As a Muslim American Mom – Fighting for My Country, My Children

As a Muslim American Mom – Fighting for My Country, My Children August 23, 2016

By Sofia Ali-Khan

1982, I began fasting half-days during Ramadan for the first time, my hands painted with henna in celebration. I was in Mrs. Campbell’s third grade class; the only Muslim in a school of more than three hundred children. She growled my name “So-fee-AAH! We do not write on our hands with magic marker. That is disgusting. Go to the bathroom and wash your hands with soap right now!” It wasn’t magic marker. There was a sink in the classroom I could have used to demonstrate how it wouldn’t wash off. But she wouldn’t let me speak. “Go! Now!” she said.

My elementary school served mostly white working class neighborhoods, and my classmates had noticeably Irish and Italian last names, like Treacy and Patrizio. I am so pale by comparison to other Pakistani and Indian people that my complexion passes as white in most places. But not there. There, the way my skin turned a crisp brown in the summer, lingering into the fall and starting early in the spring, was conspicuous. The dark hair that bearded my kneecaps, visible during gym class, was deeply embarrassing, embarrassing enough that I taught myself how to shave long before my classmates.

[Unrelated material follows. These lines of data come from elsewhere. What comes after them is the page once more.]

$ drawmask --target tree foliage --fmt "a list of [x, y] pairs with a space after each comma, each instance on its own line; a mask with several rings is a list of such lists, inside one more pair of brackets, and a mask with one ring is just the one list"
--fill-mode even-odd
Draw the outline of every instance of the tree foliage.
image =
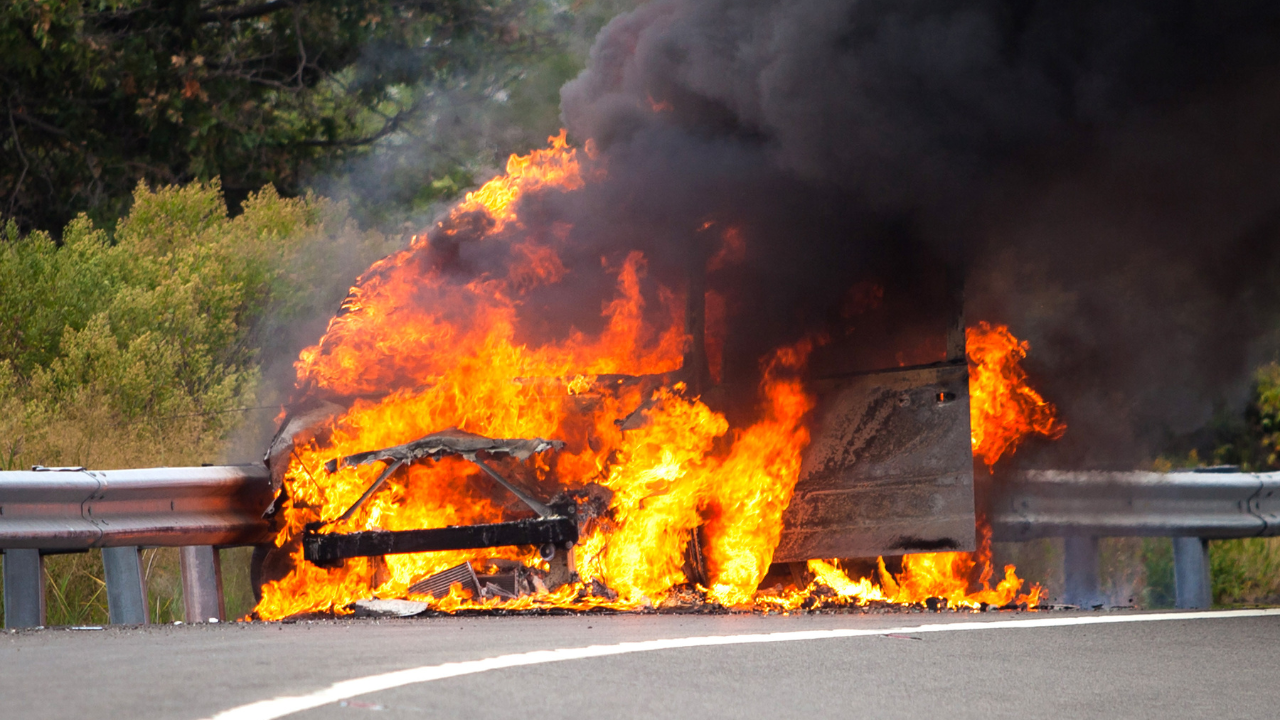
[[0, 8], [0, 215], [123, 214], [140, 181], [220, 176], [234, 205], [349, 160], [415, 87], [538, 46], [534, 0], [10, 0]]
[[270, 187], [232, 219], [216, 182], [140, 186], [114, 238], [86, 215], [60, 243], [5, 234], [4, 468], [215, 459], [255, 404], [262, 348], [392, 249], [342, 205]]

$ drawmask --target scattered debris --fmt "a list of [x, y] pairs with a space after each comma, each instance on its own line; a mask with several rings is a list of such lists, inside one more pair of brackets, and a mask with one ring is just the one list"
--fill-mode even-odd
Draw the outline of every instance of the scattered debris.
[[476, 578], [476, 573], [471, 569], [470, 562], [454, 565], [448, 570], [440, 570], [426, 579], [419, 580], [408, 587], [408, 593], [442, 598], [449, 594], [449, 588], [453, 587], [453, 583], [461, 583], [463, 589], [471, 591], [471, 597], [480, 597], [480, 580]]
[[357, 600], [352, 610], [357, 618], [410, 618], [428, 609], [425, 602], [412, 600]]

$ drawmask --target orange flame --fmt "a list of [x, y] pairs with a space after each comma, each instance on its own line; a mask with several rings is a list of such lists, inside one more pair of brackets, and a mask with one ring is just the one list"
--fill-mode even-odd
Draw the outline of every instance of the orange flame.
[[[641, 291], [645, 259], [639, 252], [616, 268], [617, 292], [602, 309], [605, 323], [598, 334], [575, 331], [544, 345], [517, 341], [520, 293], [563, 274], [554, 247], [507, 237], [518, 229], [518, 200], [535, 190], [572, 191], [582, 182], [564, 135], [550, 142], [548, 150], [512, 158], [507, 176], [468, 195], [440, 225], [448, 236], [448, 223], [467, 213], [489, 217], [485, 242], [511, 241], [506, 277], [457, 281], [431, 265], [433, 241], [419, 237], [408, 250], [370, 268], [321, 341], [301, 354], [300, 388], [355, 401], [326, 433], [296, 448], [285, 471], [276, 553], [284, 555], [288, 571], [264, 585], [260, 618], [343, 612], [360, 598], [403, 597], [412, 583], [462, 561], [540, 562], [532, 548], [353, 559], [332, 570], [303, 561], [300, 534], [312, 521], [355, 532], [516, 519], [521, 509], [492, 492], [476, 468], [445, 459], [406, 468], [349, 519], [339, 520], [381, 468], [326, 474], [326, 461], [448, 427], [488, 437], [563, 439], [567, 447], [553, 457], [511, 470], [545, 495], [588, 483], [612, 493], [608, 515], [590, 524], [573, 548], [580, 582], [520, 598], [512, 607], [659, 602], [673, 585], [689, 582], [685, 548], [699, 528], [710, 594], [726, 603], [754, 594], [769, 568], [808, 443], [801, 420], [812, 400], [797, 375], [809, 345], [774, 354], [762, 380], [760, 420], [730, 436], [723, 415], [690, 397], [682, 383], [662, 379], [681, 366], [684, 301], [659, 288], [657, 311], [646, 311], [654, 299]], [[620, 375], [634, 382], [602, 379]], [[644, 378], [657, 378], [657, 387]], [[628, 415], [639, 421], [616, 421]], [[586, 594], [593, 580], [617, 598]], [[456, 610], [497, 601], [458, 591], [431, 602]]]
[[[262, 587], [255, 609], [260, 618], [347, 612], [366, 597], [406, 597], [413, 583], [463, 561], [500, 557], [547, 569], [529, 547], [352, 559], [337, 569], [303, 560], [301, 534], [308, 523], [325, 523], [329, 532], [404, 530], [527, 515], [476, 466], [444, 459], [403, 468], [351, 518], [339, 519], [381, 468], [329, 474], [325, 462], [449, 427], [495, 438], [564, 441], [563, 451], [524, 464], [508, 461], [504, 471], [547, 497], [558, 489], [599, 492], [607, 511], [584, 525], [571, 552], [576, 579], [515, 600], [471, 597], [460, 585], [443, 598], [419, 598], [436, 610], [659, 605], [673, 588], [695, 580], [686, 568], [687, 548], [695, 542], [705, 559], [700, 579], [707, 587], [698, 592], [724, 606], [796, 607], [818, 588], [846, 603], [913, 603], [928, 597], [965, 607], [1038, 602], [1038, 585], [1018, 594], [1023, 580], [1012, 566], [989, 587], [988, 537], [978, 553], [908, 556], [897, 575], [882, 562], [876, 582], [854, 583], [835, 561], [814, 560], [809, 569], [817, 579], [809, 588], [786, 597], [758, 593], [809, 443], [804, 420], [814, 400], [800, 377], [812, 342], [780, 348], [764, 360], [756, 420], [731, 429], [722, 414], [677, 382], [689, 341], [685, 301], [676, 291], [646, 284], [640, 252], [612, 266], [616, 291], [602, 307], [600, 331], [575, 329], [543, 343], [521, 340], [522, 295], [567, 273], [554, 245], [567, 231], [526, 237], [521, 199], [572, 192], [599, 172], [594, 154], [580, 158], [563, 131], [549, 138], [545, 150], [513, 155], [504, 176], [468, 193], [433, 233], [417, 236], [408, 249], [361, 275], [320, 342], [302, 351], [296, 363], [300, 391], [339, 400], [347, 410], [294, 448], [273, 553], [284, 571]], [[479, 225], [476, 218], [483, 220]], [[504, 273], [458, 279], [442, 269], [438, 254], [461, 232], [479, 232], [471, 241], [506, 252]], [[730, 228], [723, 240], [714, 263], [739, 260], [745, 247], [739, 231]], [[708, 355], [718, 377], [723, 307], [710, 292], [708, 309]], [[1032, 416], [1036, 432], [1061, 432], [1052, 407], [1025, 387], [1018, 368], [1025, 343], [1006, 328], [986, 324], [970, 329], [969, 342], [977, 455], [989, 465], [1011, 451], [1025, 432], [992, 424], [1025, 421], [1028, 407], [1039, 413]], [[1010, 434], [1016, 437], [996, 450], [979, 443]], [[596, 585], [608, 588], [603, 593], [608, 597]]]
[[965, 331], [969, 355], [969, 415], [973, 454], [988, 468], [1012, 454], [1027, 436], [1059, 438], [1066, 425], [1053, 405], [1027, 384], [1021, 361], [1030, 348], [1006, 325], [978, 323]]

Although I was a shy, quiet child, one of the youngest and smallest students in class, Mrs. Campbell had me sit at the back of the classroom. She put me next to another girl, my one African-American classmate, and the only other student of color in the class. The back of the room was not a great fit for me. My grades dropped. It turned out I needed glasses, which I got late in the year: round, with pink translucent plastic frames. I also needed a new teacher, but I had to wait until fourth grade to get one.

*****

In ninth grade, I trudged out with the other girls in my gym class to do what it seemed we did when gym teachers didn’t feel like doing their jobs: run the mile. We didn’t have a gym curriculum, exactly. There was no schedule of planned activities, and I hadn’t known to bring a note to excuse myself. So there I was, in my orange and black uniform, expected to run a mile in the heat without notice.

“But, Mr. Cochran, I can’t run the mile. I’m fasting for Ramadan.”

“You’re what?”

“I’m fasting for Ramadan.”

“What’s that?”

“Ramadan. You know, I’m Muslim, and we don’t eat or drink all day during Ramadan, so I can’t run the mile.”

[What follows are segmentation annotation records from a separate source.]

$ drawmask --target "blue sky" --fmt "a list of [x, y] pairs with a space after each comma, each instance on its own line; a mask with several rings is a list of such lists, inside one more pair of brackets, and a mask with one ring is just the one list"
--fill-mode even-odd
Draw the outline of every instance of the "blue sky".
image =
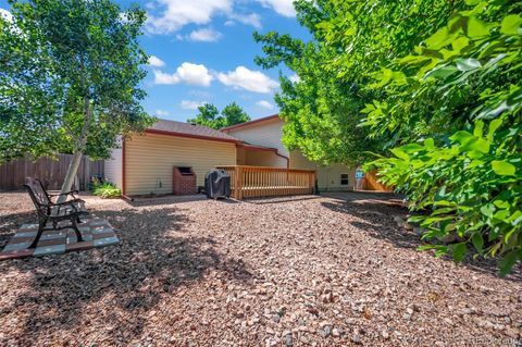
[[[186, 121], [196, 108], [220, 110], [236, 101], [252, 117], [277, 113], [273, 100], [283, 66], [263, 71], [253, 63], [261, 45], [252, 32], [277, 30], [308, 38], [291, 0], [116, 0], [138, 3], [148, 13], [141, 46], [152, 55], [144, 80], [145, 109], [163, 119]], [[0, 9], [9, 10], [0, 0]]]

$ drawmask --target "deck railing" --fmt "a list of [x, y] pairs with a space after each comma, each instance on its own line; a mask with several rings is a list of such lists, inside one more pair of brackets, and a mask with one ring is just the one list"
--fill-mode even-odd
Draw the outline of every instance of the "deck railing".
[[313, 194], [315, 172], [269, 166], [217, 166], [231, 175], [235, 199]]

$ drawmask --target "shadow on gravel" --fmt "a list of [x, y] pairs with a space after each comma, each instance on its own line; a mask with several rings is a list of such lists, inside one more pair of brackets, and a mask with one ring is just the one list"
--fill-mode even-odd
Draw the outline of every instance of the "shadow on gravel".
[[49, 334], [55, 338], [60, 331], [80, 336], [89, 321], [109, 336], [103, 344], [127, 344], [140, 337], [149, 313], [160, 309], [165, 296], [175, 296], [206, 271], [238, 281], [251, 277], [243, 261], [219, 253], [213, 239], [170, 234], [190, 222], [176, 208], [99, 210], [96, 215], [119, 230], [120, 245], [2, 264], [30, 274], [28, 284], [21, 283], [28, 288], [12, 306], [0, 308], [0, 317], [16, 311], [25, 320], [16, 334], [18, 345]]
[[38, 223], [36, 212], [20, 212], [0, 215], [0, 250], [3, 249], [22, 224], [29, 222]]
[[247, 198], [244, 201], [254, 205], [266, 205], [266, 203], [283, 203], [291, 201], [304, 201], [304, 200], [314, 200], [321, 199], [320, 196], [293, 196], [293, 197], [273, 197], [273, 198]]
[[[349, 222], [351, 225], [366, 233], [371, 237], [394, 244], [397, 247], [417, 249], [425, 241], [410, 230], [398, 227], [394, 216], [405, 216], [408, 210], [400, 205], [393, 205], [389, 201], [324, 201], [321, 202], [325, 208], [339, 213], [347, 213], [357, 216], [363, 221]], [[452, 261], [451, 257], [440, 258], [443, 261]], [[498, 276], [498, 267], [495, 260], [473, 259], [471, 255], [464, 259], [462, 265], [465, 268]], [[505, 280], [522, 282], [522, 264], [513, 268], [512, 273]]]

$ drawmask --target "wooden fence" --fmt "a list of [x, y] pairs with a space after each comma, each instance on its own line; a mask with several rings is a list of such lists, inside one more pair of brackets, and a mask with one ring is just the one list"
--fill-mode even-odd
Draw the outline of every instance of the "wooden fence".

“I don’t know what you’re talking about; start running!”

So I started running, but not before swearing at Mr. Cochran. It was inexcusable, but I was hot and tired and I didn’t want to have to argue about running a mile in the first place. I also didn’t know we were going to run, or I would have brought a note. My parents picked me up at the office, where I learned I’d been suspended for the rest of the school day and the following day. My folks were uncharacteristically calm. “You know you broke your fast anyway when you swore at him, right,beta?”

*****

When 9/11 happened, I was sharing a house in Philadelphia with two other left-leaning social justice lawyer types and Meredith*, one of my closest friends from grade school, who was doing something related to statistics with her Sociology degree. I had started my new, dream job, two days before 9/11 and one year after my divorce became final. I was a hot mess.

It was comforting when one of my housemates procured a sign for our front window a few weeks later that said, “Our grief is not a cry for war.” It fit how we were all feeling. At least I thought it did. We were all anti-war. Meredith’s parents were at Woodstock. Heck, she was the one who taught me what it meant to be anti-war, and what a hippie was. She was the one I watched the First Gulf War unfold with on television. She couldn’t believe we would drop bombs on people who had not attacked us first. That was when I was still, apparently, part of “us.”

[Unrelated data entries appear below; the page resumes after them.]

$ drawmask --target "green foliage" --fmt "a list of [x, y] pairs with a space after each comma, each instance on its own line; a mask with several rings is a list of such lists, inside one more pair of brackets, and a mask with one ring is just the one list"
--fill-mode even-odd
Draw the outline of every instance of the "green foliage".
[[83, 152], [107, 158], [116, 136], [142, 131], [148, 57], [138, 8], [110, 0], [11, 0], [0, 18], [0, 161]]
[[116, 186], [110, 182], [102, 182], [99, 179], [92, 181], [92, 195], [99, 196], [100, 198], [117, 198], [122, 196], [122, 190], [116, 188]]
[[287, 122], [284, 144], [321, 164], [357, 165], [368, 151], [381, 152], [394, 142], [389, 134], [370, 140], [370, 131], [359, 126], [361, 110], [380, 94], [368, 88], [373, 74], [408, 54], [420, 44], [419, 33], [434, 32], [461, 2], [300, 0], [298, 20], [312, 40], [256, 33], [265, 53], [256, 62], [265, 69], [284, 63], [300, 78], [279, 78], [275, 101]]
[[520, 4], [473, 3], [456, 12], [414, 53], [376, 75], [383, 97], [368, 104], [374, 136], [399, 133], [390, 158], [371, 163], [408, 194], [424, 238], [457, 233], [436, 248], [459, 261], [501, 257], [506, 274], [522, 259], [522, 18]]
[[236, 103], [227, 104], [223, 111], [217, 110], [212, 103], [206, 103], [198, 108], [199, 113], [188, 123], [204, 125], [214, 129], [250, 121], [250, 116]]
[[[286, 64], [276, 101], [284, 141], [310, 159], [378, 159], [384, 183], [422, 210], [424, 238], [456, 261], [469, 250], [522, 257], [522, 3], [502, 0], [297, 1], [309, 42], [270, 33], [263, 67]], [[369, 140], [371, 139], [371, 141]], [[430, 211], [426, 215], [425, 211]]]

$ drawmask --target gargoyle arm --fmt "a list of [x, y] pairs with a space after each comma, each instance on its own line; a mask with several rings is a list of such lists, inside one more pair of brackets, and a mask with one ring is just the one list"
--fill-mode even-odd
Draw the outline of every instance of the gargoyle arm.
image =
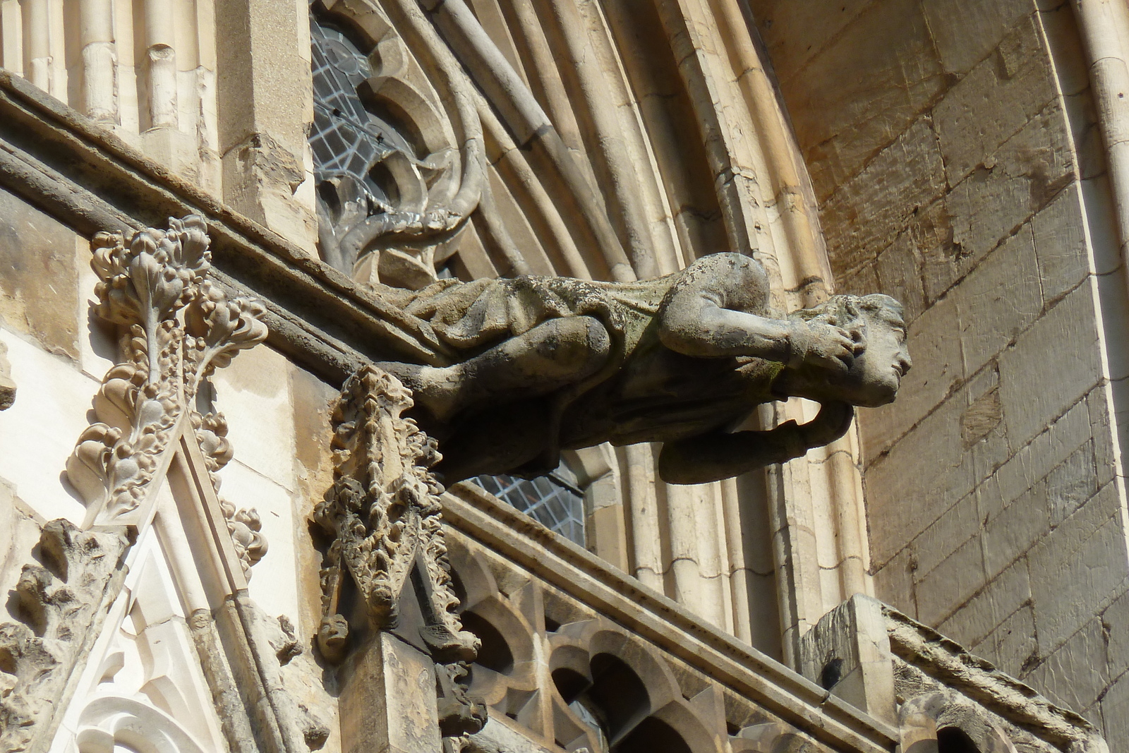
[[708, 483], [785, 463], [843, 436], [854, 417], [851, 405], [829, 402], [803, 424], [786, 421], [768, 431], [712, 431], [668, 441], [658, 455], [658, 474], [667, 483]]
[[756, 261], [736, 254], [704, 256], [667, 295], [659, 340], [695, 358], [753, 356], [787, 362], [793, 335], [806, 327], [752, 313], [767, 310], [768, 299], [768, 275]]

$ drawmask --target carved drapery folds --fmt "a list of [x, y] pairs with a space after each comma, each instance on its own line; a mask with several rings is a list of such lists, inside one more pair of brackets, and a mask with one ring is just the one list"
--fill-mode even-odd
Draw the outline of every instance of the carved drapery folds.
[[[414, 630], [436, 662], [439, 725], [445, 735], [476, 732], [484, 708], [464, 695], [466, 663], [478, 638], [463, 630], [440, 527], [443, 487], [429, 469], [435, 440], [411, 419], [410, 391], [373, 366], [349, 378], [334, 414], [334, 483], [315, 518], [331, 536], [322, 569], [322, 655], [340, 663], [350, 646], [342, 593], [355, 588], [373, 631]], [[400, 624], [401, 598], [418, 598], [422, 622]]]
[[[165, 452], [193, 431], [212, 483], [231, 458], [222, 415], [201, 413], [201, 383], [240, 350], [266, 338], [262, 307], [207, 279], [204, 221], [170, 218], [168, 230], [99, 233], [91, 266], [99, 282], [95, 313], [125, 329], [124, 357], [94, 399], [97, 421], [79, 437], [67, 476], [87, 504], [87, 525], [137, 524], [149, 482], [170, 459]], [[254, 510], [224, 506], [245, 569], [265, 552]]]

Meredith’s brother had worked in, and escaped, one of the towers. Now, a couple of weeks later, she was calling me at work to ask me if it was okay with me to take down the sign.

“Sign?”

“Yeah. The sign you put in the window.”

“I didn’t put that sign in the window; we all agreed to put it there.” I was genuinely confused by her request. “That sign just says we don’t war…”

“Well, my parents are coming over and I think they’re going to be upset.”

Your parents? Upset because we don’t want war?”

“Well, because Mike* was in the towers.”

“So they want to bomb an unrelated group of people who still haven’t recovered from the Cold War?”

“I just need to know if it’s okay with you to take it down.”

“No. No, it’s not okay with me. Do what you need to do. It’s your house, too. But it’s not okay.”

*****

I moved back to the East Coast almost two years ago with my husband and two young children. We were happy to leave Chicago winters behind and happy to be somewhere familiar near friends and family. It was comforting to learn that the area had grown noticeably more diverse. We began to feel that our children would encounter less, not more, of what I had in the same school district.

And then the 2016 election cycle began. I ran into an old high school friend at the grocery store. She asked me about how our plans to buy a home were coming. I prefaced my response with, “assuming the Democrats win, and we don’t have to leave the country…” She asked me, incredulously, if I would really consider leaving.

I think she represents a great many Americans, even fairly liberal Americans, who are unaware of the realities of being Muslim in America today. The only two options available to Muslim Americans, as a direct result of America’s “preemptive warfare” in Afghanistan and Iraq and its divisive political rhetoric, are to be embattled or to leave. Right now, the fight looks like bullying in schools, discrimination in employment, barriers to building or improving mosques or cemeteries.

Next: “I will be forced to plan for our departure if the Republican nominee gets into office this November. It sounds extreme, even as I write, but so does a President who has campaigned successfully on closing mosques, surveilling Muslim communities, imposing a ‘complete ban’ on Muslims’ ability to enter the country, and lurid stories of killing Muslims with bullets dipped in pig blood.”